For 2D cards that are declined, the response has success: false. There is no is3DS field.

2D declined

200

{
  "success": false,
  "status": "FAILED",
  "error": {
    "code": "DECLINED",
    "message": "Transaction declined by issuer"
  }
}

Transaction Flow

Card payment transactions follow this execution order:

Merchant ownership validation (via API key)
merchantProfileId validation (defaults to PRIMARY if not provided)
merchant_acquirer_account validation (MANDATORY - fails if not assigned)
IP whitelist check
Risk management checks
Card risk checks
Routing & cascading logic (if configured)
Acquirer API call

Critical: All transactions MUST execute through an assigned merchant_acquirer_account. If no assignment exists, the transaction will fail immediately with a clear error message.
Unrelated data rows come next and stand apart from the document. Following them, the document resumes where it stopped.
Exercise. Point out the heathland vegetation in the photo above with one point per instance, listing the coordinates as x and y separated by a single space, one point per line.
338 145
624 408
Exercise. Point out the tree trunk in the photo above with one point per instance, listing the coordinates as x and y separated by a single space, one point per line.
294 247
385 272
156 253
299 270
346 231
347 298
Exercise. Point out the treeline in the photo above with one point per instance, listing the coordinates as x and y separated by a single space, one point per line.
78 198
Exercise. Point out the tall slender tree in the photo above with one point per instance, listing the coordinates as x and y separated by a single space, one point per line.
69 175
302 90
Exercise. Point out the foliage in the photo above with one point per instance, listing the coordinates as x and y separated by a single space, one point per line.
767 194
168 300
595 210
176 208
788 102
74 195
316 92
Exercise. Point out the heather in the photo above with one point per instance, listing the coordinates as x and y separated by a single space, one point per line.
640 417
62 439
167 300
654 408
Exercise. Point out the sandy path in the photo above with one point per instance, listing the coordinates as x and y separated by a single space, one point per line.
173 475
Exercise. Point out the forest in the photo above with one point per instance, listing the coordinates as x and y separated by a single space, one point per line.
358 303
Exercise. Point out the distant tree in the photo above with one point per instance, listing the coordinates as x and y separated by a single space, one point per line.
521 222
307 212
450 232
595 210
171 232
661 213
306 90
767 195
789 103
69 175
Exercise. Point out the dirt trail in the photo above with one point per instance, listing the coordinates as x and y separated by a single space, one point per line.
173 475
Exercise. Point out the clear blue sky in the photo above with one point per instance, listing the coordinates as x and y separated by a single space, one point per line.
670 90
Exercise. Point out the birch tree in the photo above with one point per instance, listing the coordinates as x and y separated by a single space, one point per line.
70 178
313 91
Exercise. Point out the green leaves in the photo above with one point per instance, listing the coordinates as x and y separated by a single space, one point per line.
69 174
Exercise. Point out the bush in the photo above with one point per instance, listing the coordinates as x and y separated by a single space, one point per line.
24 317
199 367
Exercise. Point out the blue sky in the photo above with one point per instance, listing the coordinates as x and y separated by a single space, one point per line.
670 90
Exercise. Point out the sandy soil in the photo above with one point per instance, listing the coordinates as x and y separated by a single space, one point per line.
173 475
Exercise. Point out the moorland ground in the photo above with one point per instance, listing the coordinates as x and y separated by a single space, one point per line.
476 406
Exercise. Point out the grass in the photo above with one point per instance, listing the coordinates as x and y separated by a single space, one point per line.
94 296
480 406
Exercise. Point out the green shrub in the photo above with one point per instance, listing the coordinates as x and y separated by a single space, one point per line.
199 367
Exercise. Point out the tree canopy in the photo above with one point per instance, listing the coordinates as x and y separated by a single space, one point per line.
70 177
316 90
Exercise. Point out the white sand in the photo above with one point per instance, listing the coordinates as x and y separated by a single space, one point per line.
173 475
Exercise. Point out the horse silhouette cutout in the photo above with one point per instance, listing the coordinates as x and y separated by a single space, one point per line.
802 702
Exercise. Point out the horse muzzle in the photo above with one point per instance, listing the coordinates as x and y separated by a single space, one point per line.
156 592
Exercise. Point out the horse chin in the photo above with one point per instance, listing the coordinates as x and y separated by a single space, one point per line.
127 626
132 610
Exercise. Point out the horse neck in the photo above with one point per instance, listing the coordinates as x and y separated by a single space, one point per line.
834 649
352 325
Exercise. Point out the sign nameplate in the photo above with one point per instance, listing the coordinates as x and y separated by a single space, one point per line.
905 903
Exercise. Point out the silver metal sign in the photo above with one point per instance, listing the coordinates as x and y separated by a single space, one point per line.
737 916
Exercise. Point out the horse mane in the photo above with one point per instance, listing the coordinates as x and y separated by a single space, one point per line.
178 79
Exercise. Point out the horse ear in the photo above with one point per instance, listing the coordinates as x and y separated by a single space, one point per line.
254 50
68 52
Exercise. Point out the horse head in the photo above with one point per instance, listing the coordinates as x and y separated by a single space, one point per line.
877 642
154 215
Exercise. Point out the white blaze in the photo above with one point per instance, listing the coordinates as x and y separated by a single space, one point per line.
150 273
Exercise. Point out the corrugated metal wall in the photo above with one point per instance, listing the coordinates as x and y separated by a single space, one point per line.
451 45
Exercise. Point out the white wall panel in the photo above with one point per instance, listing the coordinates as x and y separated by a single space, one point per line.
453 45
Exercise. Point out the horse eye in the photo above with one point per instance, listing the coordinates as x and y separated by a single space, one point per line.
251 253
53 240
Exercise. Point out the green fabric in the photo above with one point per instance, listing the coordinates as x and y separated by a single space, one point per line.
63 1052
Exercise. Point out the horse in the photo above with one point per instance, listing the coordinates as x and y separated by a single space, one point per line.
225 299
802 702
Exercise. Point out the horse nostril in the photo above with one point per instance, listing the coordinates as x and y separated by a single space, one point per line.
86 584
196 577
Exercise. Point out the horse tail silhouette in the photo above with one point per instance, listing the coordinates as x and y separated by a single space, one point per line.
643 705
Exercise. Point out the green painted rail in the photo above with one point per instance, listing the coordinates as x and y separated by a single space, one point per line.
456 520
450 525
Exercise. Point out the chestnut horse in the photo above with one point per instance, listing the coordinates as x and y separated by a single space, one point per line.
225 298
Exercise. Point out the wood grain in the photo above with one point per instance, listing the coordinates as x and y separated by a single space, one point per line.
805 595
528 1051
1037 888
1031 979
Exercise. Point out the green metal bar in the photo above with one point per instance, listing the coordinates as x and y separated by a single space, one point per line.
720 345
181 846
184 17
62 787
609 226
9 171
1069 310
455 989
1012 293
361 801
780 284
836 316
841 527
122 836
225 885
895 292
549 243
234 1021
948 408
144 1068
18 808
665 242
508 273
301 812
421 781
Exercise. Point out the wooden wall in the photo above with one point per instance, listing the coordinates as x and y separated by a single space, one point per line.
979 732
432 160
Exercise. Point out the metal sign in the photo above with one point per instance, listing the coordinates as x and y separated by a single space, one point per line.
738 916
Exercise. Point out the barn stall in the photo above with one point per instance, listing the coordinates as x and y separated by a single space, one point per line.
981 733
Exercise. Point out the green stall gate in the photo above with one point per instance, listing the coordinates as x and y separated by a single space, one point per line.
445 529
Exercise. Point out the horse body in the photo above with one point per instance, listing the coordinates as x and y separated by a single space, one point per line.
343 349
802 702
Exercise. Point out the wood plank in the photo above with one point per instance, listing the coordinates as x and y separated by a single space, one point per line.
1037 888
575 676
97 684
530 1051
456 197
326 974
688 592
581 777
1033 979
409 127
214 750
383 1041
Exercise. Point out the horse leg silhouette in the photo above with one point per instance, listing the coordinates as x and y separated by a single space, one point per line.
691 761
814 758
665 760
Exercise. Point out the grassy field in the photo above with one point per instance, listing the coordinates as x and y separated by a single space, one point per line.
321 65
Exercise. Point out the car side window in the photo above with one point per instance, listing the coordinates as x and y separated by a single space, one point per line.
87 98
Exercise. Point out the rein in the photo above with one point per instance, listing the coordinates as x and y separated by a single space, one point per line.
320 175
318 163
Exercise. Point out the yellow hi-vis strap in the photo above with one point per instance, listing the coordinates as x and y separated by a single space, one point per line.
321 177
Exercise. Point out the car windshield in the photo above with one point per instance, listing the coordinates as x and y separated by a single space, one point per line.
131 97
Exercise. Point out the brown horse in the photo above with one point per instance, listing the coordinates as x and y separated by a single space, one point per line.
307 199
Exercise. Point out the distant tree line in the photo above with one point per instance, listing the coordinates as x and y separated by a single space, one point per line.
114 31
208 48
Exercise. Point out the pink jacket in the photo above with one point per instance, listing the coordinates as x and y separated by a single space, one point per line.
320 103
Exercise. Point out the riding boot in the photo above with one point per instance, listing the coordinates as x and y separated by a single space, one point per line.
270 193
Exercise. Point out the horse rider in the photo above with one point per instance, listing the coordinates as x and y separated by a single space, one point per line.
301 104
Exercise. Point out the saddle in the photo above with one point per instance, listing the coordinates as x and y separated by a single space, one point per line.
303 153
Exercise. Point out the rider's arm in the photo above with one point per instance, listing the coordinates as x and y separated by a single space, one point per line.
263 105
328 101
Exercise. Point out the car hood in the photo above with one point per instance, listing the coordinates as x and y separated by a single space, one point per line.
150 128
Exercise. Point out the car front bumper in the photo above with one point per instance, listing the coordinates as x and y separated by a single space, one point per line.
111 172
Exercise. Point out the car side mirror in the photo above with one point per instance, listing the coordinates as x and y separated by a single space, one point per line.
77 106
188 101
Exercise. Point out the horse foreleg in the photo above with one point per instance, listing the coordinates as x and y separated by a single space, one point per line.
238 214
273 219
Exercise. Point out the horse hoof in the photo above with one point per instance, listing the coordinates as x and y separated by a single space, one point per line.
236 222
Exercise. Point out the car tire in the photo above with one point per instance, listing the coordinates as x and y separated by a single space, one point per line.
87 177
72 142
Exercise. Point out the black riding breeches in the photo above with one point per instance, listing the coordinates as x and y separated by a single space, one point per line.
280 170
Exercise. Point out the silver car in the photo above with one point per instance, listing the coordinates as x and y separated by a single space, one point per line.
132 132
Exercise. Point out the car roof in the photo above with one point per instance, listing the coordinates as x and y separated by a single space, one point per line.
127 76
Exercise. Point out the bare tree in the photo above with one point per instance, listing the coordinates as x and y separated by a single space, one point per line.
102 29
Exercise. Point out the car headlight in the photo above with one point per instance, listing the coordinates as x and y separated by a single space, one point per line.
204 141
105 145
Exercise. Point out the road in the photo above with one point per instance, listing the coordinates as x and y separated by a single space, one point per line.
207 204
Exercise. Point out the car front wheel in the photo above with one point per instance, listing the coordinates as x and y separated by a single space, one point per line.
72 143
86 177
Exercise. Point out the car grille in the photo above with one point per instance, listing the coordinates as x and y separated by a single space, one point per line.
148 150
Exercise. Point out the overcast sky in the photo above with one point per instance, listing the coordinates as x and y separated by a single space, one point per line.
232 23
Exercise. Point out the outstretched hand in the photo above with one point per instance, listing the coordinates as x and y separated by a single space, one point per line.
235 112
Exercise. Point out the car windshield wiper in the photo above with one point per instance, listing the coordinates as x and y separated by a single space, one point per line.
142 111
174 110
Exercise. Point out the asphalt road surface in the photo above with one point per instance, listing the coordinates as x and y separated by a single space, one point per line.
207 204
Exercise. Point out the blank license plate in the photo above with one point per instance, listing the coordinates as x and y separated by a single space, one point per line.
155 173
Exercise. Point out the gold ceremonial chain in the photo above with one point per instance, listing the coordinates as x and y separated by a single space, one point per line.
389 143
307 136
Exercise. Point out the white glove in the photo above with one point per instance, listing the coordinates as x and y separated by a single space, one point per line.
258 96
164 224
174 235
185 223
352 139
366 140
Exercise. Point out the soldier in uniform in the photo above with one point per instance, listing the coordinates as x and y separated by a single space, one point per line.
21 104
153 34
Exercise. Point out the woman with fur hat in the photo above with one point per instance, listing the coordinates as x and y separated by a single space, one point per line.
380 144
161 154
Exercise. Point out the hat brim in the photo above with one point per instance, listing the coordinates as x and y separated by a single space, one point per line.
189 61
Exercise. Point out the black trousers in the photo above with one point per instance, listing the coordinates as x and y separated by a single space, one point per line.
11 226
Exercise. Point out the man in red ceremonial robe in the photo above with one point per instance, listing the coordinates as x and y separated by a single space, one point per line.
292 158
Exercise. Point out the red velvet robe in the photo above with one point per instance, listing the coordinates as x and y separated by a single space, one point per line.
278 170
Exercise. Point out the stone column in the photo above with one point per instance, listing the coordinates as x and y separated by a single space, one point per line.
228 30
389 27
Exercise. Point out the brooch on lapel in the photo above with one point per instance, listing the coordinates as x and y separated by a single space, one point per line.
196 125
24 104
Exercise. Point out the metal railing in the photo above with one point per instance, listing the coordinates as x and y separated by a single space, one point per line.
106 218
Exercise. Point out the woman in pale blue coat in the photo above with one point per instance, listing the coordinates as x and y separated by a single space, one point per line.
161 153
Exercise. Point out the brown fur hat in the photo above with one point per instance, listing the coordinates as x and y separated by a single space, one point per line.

Security & Risk Management

For card payments, the following security checks are performed:

IP Whitelist: Validates that the request IP is whitelisted (if IP whitelist is enabled)
Risk Rules: Checks for blocked cards, emails, IPs, domains, and BINs
Card Whitelist: Validates that the card is in trusted cards list (if card whitelist is enabled)

If any risk check fails, the transaction is immediately blocked with status BLOCKED and a webhook is triggered.